Truthfully, the difference I noticed more between me and Madeline was about class. Madeline’s folks were poor as could be, despite living on the white side of the street. And while we weren’t “well off” at my grandmother’s house, we always had enough, we always had everything we needed, and we certainly had more than enough love.

You could see the difference just looking at our two houses. Plunked down between two more well-kept houses, a green one on one side, and a yellow one on the other, Madeline’s dark gray-colored house looked worn. It had a light gray picket fence around its front yard, with the paint flaking and chipped off in places, and the yard was all dirt. No grass in Madeline’s front yard, just dirt. Dirt, and two green metal chairs, that rocked a bit when you sat in them. And the front porch – can’t forget that porch. Covered in junk, end-to-end, from who knows where.

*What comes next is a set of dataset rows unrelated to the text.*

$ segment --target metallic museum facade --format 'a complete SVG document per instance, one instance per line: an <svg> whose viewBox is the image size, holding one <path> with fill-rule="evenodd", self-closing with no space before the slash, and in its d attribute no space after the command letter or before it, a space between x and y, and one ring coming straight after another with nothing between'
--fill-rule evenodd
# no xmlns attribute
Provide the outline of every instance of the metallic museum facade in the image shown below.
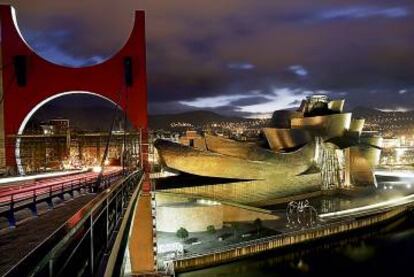
<svg viewBox="0 0 414 277"><path fill-rule="evenodd" d="M382 138L365 136L364 119L352 118L344 104L310 96L295 111L275 111L263 138L255 142L205 134L205 145L194 149L157 140L164 167L225 180L163 191L264 206L326 190L375 186Z"/></svg>

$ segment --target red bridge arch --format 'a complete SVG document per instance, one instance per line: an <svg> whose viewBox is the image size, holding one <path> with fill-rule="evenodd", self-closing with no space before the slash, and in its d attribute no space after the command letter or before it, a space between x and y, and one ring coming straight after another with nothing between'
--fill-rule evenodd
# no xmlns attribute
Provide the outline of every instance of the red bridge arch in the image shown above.
<svg viewBox="0 0 414 277"><path fill-rule="evenodd" d="M39 103L68 91L93 92L118 104L134 127L144 131L146 140L147 77L143 11L136 11L130 37L118 53L101 64L83 68L56 65L37 55L21 37L14 9L9 5L0 5L0 25L6 140L22 131L26 116ZM6 143L7 167L16 167L15 147ZM146 156L144 154L145 170L148 167Z"/></svg>

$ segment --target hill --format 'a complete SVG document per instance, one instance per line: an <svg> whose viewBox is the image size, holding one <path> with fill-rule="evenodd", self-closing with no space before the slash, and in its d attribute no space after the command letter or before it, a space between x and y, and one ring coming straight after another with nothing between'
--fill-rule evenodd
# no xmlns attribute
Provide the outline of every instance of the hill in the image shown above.
<svg viewBox="0 0 414 277"><path fill-rule="evenodd" d="M357 106L351 112L354 117L362 117L362 118L378 116L384 113L378 109L363 107L363 106Z"/></svg>
<svg viewBox="0 0 414 277"><path fill-rule="evenodd" d="M193 126L202 126L214 122L245 122L250 119L223 116L210 111L193 111L178 114L150 115L148 120L151 129L169 129L171 123L174 122L185 122Z"/></svg>

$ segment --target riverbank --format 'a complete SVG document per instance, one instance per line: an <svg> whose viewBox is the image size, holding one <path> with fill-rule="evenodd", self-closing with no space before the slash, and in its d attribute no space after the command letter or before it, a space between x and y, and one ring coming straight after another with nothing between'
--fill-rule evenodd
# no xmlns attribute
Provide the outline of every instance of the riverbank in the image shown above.
<svg viewBox="0 0 414 277"><path fill-rule="evenodd" d="M384 224L176 276L404 276L412 269L413 248L414 211Z"/></svg>
<svg viewBox="0 0 414 277"><path fill-rule="evenodd" d="M175 272L186 272L210 266L228 263L238 259L264 253L267 251L294 246L304 242L316 241L358 229L385 223L391 219L403 216L411 210L413 203L404 203L391 208L378 209L356 216L349 216L338 222L322 224L306 230L293 231L281 235L215 249L202 255L192 255L176 259L173 262Z"/></svg>

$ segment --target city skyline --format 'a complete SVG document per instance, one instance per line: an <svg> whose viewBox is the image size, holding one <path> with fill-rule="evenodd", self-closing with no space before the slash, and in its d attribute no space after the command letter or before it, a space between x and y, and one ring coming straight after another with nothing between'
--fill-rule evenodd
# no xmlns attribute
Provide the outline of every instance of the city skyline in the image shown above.
<svg viewBox="0 0 414 277"><path fill-rule="evenodd" d="M350 107L414 108L409 1L9 2L37 53L76 67L115 53L133 11L145 9L152 114L251 116L296 106L314 91Z"/></svg>

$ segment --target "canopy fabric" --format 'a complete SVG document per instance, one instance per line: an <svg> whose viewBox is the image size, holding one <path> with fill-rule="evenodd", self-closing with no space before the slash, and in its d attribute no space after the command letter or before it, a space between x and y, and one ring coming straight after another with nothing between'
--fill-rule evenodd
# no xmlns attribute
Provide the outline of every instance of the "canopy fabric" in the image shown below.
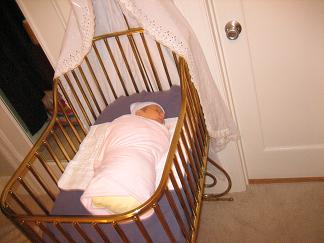
<svg viewBox="0 0 324 243"><path fill-rule="evenodd" d="M113 16L113 17L111 17ZM55 77L78 66L95 35L143 27L145 33L184 57L204 109L209 135L219 151L238 138L234 124L190 25L172 0L71 0L71 12Z"/></svg>

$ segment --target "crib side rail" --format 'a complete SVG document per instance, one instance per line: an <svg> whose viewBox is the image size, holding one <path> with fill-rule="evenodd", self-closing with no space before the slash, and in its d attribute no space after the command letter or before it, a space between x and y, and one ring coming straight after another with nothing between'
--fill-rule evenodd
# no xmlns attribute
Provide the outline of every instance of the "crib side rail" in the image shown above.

Our house on the other hand, was proud. Two-stories of brick, with a well-kept front yard, nice pine shrubs on either side of front steps, pillars on the front porch, and of course a few pieces of nice patio furniture. The class difference showed in other ways too. The way we dressed, for example – my clothes were usually in better shape. Now, we didn’t care, we played in Madeline’s dirt front yard with the green chairs just as often if not more than we played on the nice front porch at my grandmother’s house, and we didn’t talk about clothes. But we noticed, or at least I did.

Sometimes I would ask my mama, “Mom, you know those shoes that I don’t wear anymore? Can I give them to Madeline… she really needs some shoes.” It only made sense, Madeline was my friend, and she needed stuff, and I had stuff that I wasn’t using.

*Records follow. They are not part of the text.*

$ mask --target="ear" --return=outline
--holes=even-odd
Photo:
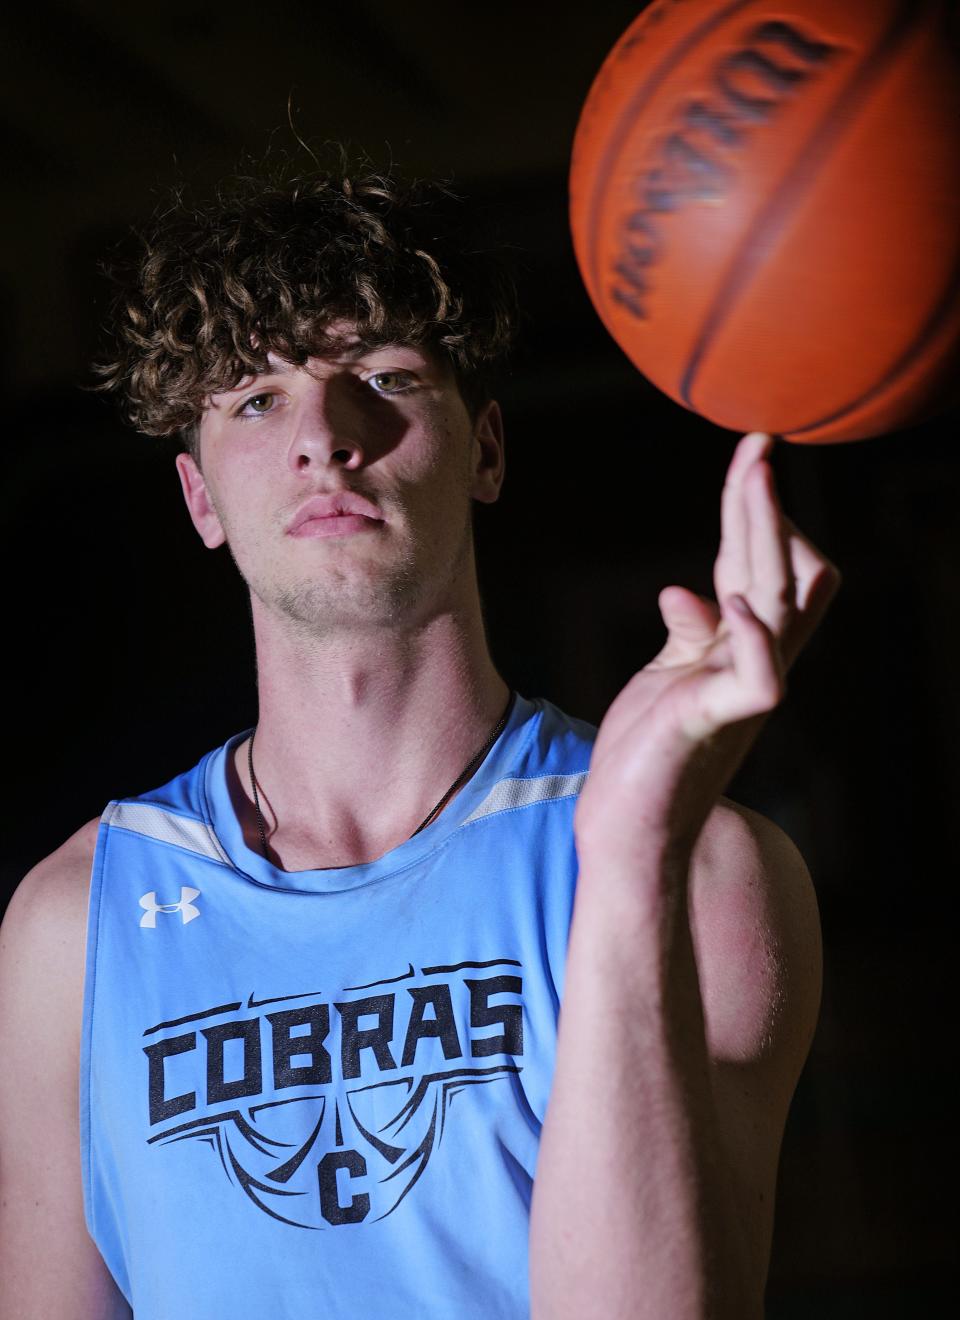
[[[503,414],[496,399],[477,413],[473,424],[474,469],[470,494],[481,504],[493,504],[500,495],[504,474]]]
[[[218,545],[223,545],[227,537],[210,499],[203,473],[190,454],[178,454],[176,461],[177,475],[180,477],[190,520],[207,549],[215,550]]]

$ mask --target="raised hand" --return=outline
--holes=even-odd
[[[576,815],[581,860],[692,848],[837,590],[837,570],[780,509],[772,446],[752,432],[730,463],[719,603],[685,587],[660,593],[667,640],[600,726]]]

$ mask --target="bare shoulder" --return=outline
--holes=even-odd
[[[792,1089],[822,976],[816,894],[799,850],[773,821],[724,799],[698,843],[690,902],[711,1055],[769,1058]]]
[[[20,882],[0,928],[4,1320],[131,1314],[84,1220],[79,1069],[91,821]]]
[[[82,887],[90,878],[99,828],[99,817],[88,820],[86,825],[81,825],[75,834],[70,835],[66,843],[38,862],[20,882],[11,900],[11,907],[14,903],[42,902],[53,895],[58,896],[58,901],[65,899],[69,902],[77,882]]]
[[[89,821],[21,880],[0,927],[5,1002],[82,992],[90,871],[98,820]],[[52,967],[57,975],[50,976]]]

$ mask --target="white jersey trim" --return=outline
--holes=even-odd
[[[541,775],[536,779],[501,779],[463,822],[470,825],[498,811],[529,807],[535,802],[576,797],[587,781],[586,770],[575,775]]]
[[[207,857],[212,862],[231,865],[229,857],[205,821],[178,816],[173,811],[166,811],[148,802],[113,802],[103,813],[103,821],[111,829],[142,834],[160,843],[172,843],[177,848],[185,848],[187,852]]]
[[[535,779],[501,779],[480,805],[461,822],[471,825],[476,820],[501,811],[533,806],[538,802],[551,802],[558,798],[576,797],[586,783],[587,772],[573,775],[540,775]],[[114,802],[103,813],[103,822],[111,829],[126,830],[159,843],[170,843],[187,852],[206,857],[212,862],[232,866],[216,835],[205,821],[190,816],[178,816],[173,811],[148,802]]]

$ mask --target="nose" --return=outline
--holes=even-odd
[[[289,463],[297,472],[324,467],[353,471],[366,462],[360,409],[351,380],[313,379],[301,396],[290,438]]]

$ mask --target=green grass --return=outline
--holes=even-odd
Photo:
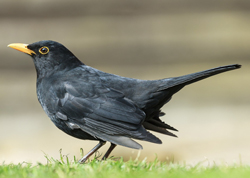
[[[249,178],[250,166],[209,166],[201,164],[189,166],[177,163],[164,163],[157,159],[153,162],[122,159],[78,164],[76,159],[69,161],[67,156],[54,160],[46,156],[47,164],[20,163],[0,165],[0,178],[39,177],[39,178]]]

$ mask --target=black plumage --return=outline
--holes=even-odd
[[[78,60],[66,47],[54,41],[10,44],[33,58],[37,72],[37,97],[52,122],[65,133],[79,138],[106,141],[134,149],[133,139],[162,143],[148,130],[175,136],[175,128],[164,123],[161,107],[184,86],[207,77],[240,68],[238,64],[217,67],[181,77],[138,80],[105,73]]]

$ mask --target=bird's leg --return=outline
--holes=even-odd
[[[106,142],[100,141],[92,150],[90,150],[82,159],[78,161],[78,163],[85,163],[88,158],[95,153],[99,148],[101,148],[103,145],[105,145]]]
[[[113,149],[116,147],[115,144],[111,143],[108,151],[105,153],[105,155],[102,157],[102,160],[106,160],[109,157],[109,154],[113,151]]]

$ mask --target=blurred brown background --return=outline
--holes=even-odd
[[[164,143],[140,142],[139,158],[250,163],[250,1],[1,0],[0,36],[0,162],[45,163],[44,153],[59,158],[61,148],[80,158],[80,148],[97,144],[52,124],[36,98],[31,58],[7,48],[51,39],[87,65],[140,79],[242,64],[176,94],[163,111],[179,138],[156,134]],[[112,155],[138,151],[118,146]]]

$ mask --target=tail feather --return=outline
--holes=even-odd
[[[144,122],[143,126],[148,129],[148,130],[152,130],[158,133],[162,133],[165,135],[169,135],[169,136],[173,136],[173,137],[177,137],[175,134],[173,134],[172,132],[169,132],[168,130],[166,130],[166,128],[163,127],[157,127],[149,122]]]
[[[216,68],[201,71],[201,72],[196,72],[193,74],[184,75],[181,77],[166,78],[166,79],[163,79],[163,80],[167,80],[164,82],[165,85],[159,87],[158,91],[166,90],[168,88],[178,86],[178,85],[189,85],[191,83],[197,82],[199,80],[203,80],[213,75],[217,75],[223,72],[227,72],[227,71],[235,70],[239,68],[241,68],[241,65],[233,64],[233,65],[216,67]]]
[[[169,130],[173,130],[173,131],[178,131],[176,128],[166,124],[165,122],[161,121],[160,119],[150,119],[150,120],[147,120],[148,123],[151,123],[157,127],[162,127],[162,128],[165,128],[165,129],[169,129]]]
[[[144,104],[144,109],[148,111],[147,115],[149,117],[143,122],[143,126],[148,130],[176,137],[175,134],[169,132],[167,129],[173,131],[177,130],[159,119],[162,115],[160,108],[171,99],[172,95],[181,90],[184,86],[240,67],[241,65],[239,64],[227,65],[180,77],[158,80],[158,82],[160,82],[158,89],[151,93],[150,98],[147,99],[147,102]]]

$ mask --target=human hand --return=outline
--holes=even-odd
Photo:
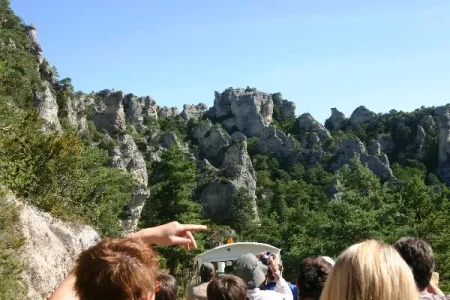
[[[160,246],[183,245],[184,249],[189,251],[192,248],[197,248],[197,242],[192,232],[206,229],[207,227],[204,225],[171,222],[157,227],[142,229],[129,237]]]
[[[272,271],[272,275],[275,281],[278,281],[281,278],[281,272],[276,254],[272,253],[268,261],[269,261],[269,269],[270,271]]]

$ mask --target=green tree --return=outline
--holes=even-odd
[[[196,172],[194,161],[177,145],[165,151],[161,160],[152,165],[153,193],[144,207],[141,226],[150,227],[171,221],[202,223],[201,207],[192,199]],[[202,235],[198,235],[198,242],[199,249],[188,253],[179,247],[158,248],[165,267],[180,282],[186,282],[183,270],[192,267],[193,257],[203,249]]]
[[[245,188],[238,189],[232,197],[228,220],[225,224],[234,228],[239,235],[256,225],[253,202],[254,199]]]

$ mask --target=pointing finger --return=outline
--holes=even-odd
[[[204,231],[208,229],[208,227],[205,225],[182,224],[180,229],[181,231]]]

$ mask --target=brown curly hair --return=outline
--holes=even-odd
[[[155,292],[158,270],[148,245],[107,238],[76,260],[75,292],[80,300],[141,300]]]

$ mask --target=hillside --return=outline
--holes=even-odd
[[[20,274],[33,265],[29,251],[39,252],[23,250],[27,241],[11,230],[26,231],[10,192],[103,236],[178,220],[210,225],[198,251],[230,235],[267,242],[283,249],[288,278],[308,255],[420,236],[450,290],[449,105],[387,114],[361,106],[349,117],[332,108],[321,124],[296,116],[281,93],[250,87],[181,112],[150,96],[74,91],[8,1],[0,48],[1,299],[26,293]],[[159,250],[179,278],[198,253]]]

And so we continued merrily on our way. It wasn’t perfect. No friendship ever is. We had our little fights and disagreements, but never about the color of our skin. And we always worked it out. Kindergarten through fourth grade was pretty great. And then one day everything changed.

It was a nice sunny day. We were sitting out in Madeline’s dirt front yard, near those green metal chairs, that peeling gray picket fence. We were sitting there playing with dolls – white baby dolls. Two little girls playing, not a care in the world, and then some white man I didn’t know, a friend of the neighbors in the yellow house, he shouted out,

“Madeline, what ‘choo doin?

“Just playin’.”

“Why you playin’ with a nigger?”

“This isn’t a nigger, this is Tasha.”

Looking back, I’m glad that white man didn’t push it any further. He just walked away, and Madeline asked, “What’s a nigger?”

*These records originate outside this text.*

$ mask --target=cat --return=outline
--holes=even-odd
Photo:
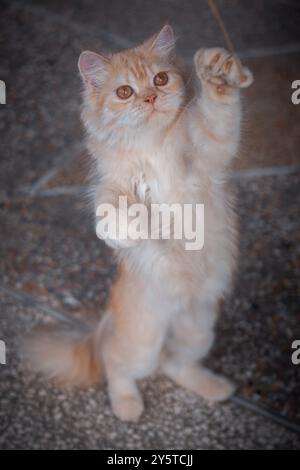
[[[227,170],[240,139],[240,89],[253,76],[223,48],[194,56],[196,88],[175,54],[169,25],[142,45],[109,57],[82,52],[82,120],[96,175],[95,211],[129,204],[204,204],[204,246],[182,240],[105,239],[119,263],[95,332],[47,332],[30,341],[48,377],[88,385],[104,377],[114,414],[137,421],[137,381],[160,371],[208,400],[234,385],[201,365],[214,341],[218,305],[231,289],[238,255],[234,198]]]

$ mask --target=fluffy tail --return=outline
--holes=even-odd
[[[95,334],[78,334],[38,328],[24,344],[33,368],[60,386],[88,387],[102,378],[101,357]]]

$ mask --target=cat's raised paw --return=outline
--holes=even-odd
[[[199,49],[194,56],[198,77],[216,86],[247,88],[253,83],[253,75],[243,67],[239,58],[221,47]]]

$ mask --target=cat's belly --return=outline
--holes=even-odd
[[[171,235],[167,240],[143,240],[127,252],[129,266],[145,286],[150,286],[152,297],[157,294],[175,303],[201,296],[204,288],[211,290],[212,296],[225,294],[231,285],[237,252],[235,216],[228,209],[222,186],[204,194],[186,189],[191,201],[204,201],[204,221],[200,221],[204,224],[204,244],[190,250],[191,240],[174,240]]]
[[[209,285],[212,296],[219,297],[230,287],[235,251],[236,244],[229,237],[215,236],[198,251],[185,250],[181,241],[146,241],[138,255],[139,275],[151,286],[152,296],[159,294],[177,303],[201,296]]]

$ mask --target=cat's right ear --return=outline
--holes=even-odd
[[[101,87],[105,80],[109,60],[95,52],[84,51],[80,54],[78,68],[85,84]]]
[[[158,33],[146,41],[146,46],[161,57],[169,57],[175,49],[173,28],[166,24]]]

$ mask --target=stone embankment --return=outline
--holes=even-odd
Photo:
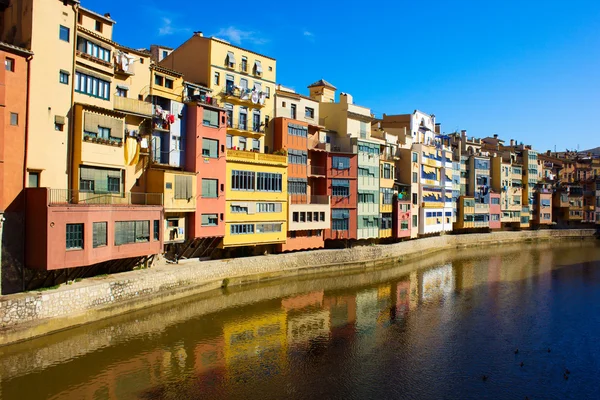
[[[178,265],[91,278],[54,290],[0,298],[0,345],[100,320],[221,286],[298,274],[375,267],[434,252],[543,240],[594,239],[594,229],[445,235],[389,245],[315,250]]]

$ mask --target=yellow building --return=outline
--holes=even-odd
[[[460,196],[457,212],[454,230],[475,228],[475,198],[473,196]]]
[[[223,247],[285,243],[287,157],[227,150]]]
[[[227,110],[228,148],[265,152],[265,128],[275,109],[275,59],[195,33],[160,65],[212,90]]]

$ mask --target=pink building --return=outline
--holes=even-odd
[[[500,207],[500,193],[490,193],[490,229],[502,227],[502,210]]]
[[[85,267],[162,251],[162,194],[87,196],[75,190],[26,189],[27,267]]]
[[[203,102],[186,104],[186,169],[196,173],[198,201],[190,218],[189,237],[225,236],[225,145],[223,108]]]
[[[393,237],[396,239],[410,238],[411,204],[410,185],[402,185],[403,191],[398,193],[394,202]]]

“He’s talking about black people.”

And we left it at that.

Now I don’t know if Madeline talked to her parents, but I talked to my mom as soon as I got home, and told her what happened. “It made me feel bad mom. It hurt my feelings.”

“Oh honey. Some people are just like that. Some people see color instead of seeing people for who they really are. In our family, we treat people they we want to be treated – with kindness, love and respect. You’re beautiful. You’re smart. You’re intelligent. You’re my Tasha.”

“But sometimes other black people call each other nigger… why do they do that?”

“They shouldn’t do it honey. No one should ever call each other by that name.”

What she didn’t say to me then was as important as what she did. She didn’t tell me “No more going back over there to play with Madeline.” She never said, “You stay away from the white side of the street.”  She just explained and supported. And so the next day, back I went, to play dolls again with my best friend.

I’ve never forgotten though. Before, I knew about black and white. After, black and white meant BLACK and WHITE.

The thing is – I’ve never really changed. I’ve experienced my fair share of racism, so much so in fact that I usually just tune out the consistent, regular, repetitive low-level stuff. But the color of a person’s skin still doesn’t matter to me. I see it, I know it makes a difference, I talk to my two black children about how America treats them differently as a black person because I have to… but when I meet people, skin color is one of the last things I notice. Just like with Madeline, I see people, I see human beings, I see my friends.

Skin color shouldn’t matter. That’s the way it should be. We have to keep putting in the work to make it so.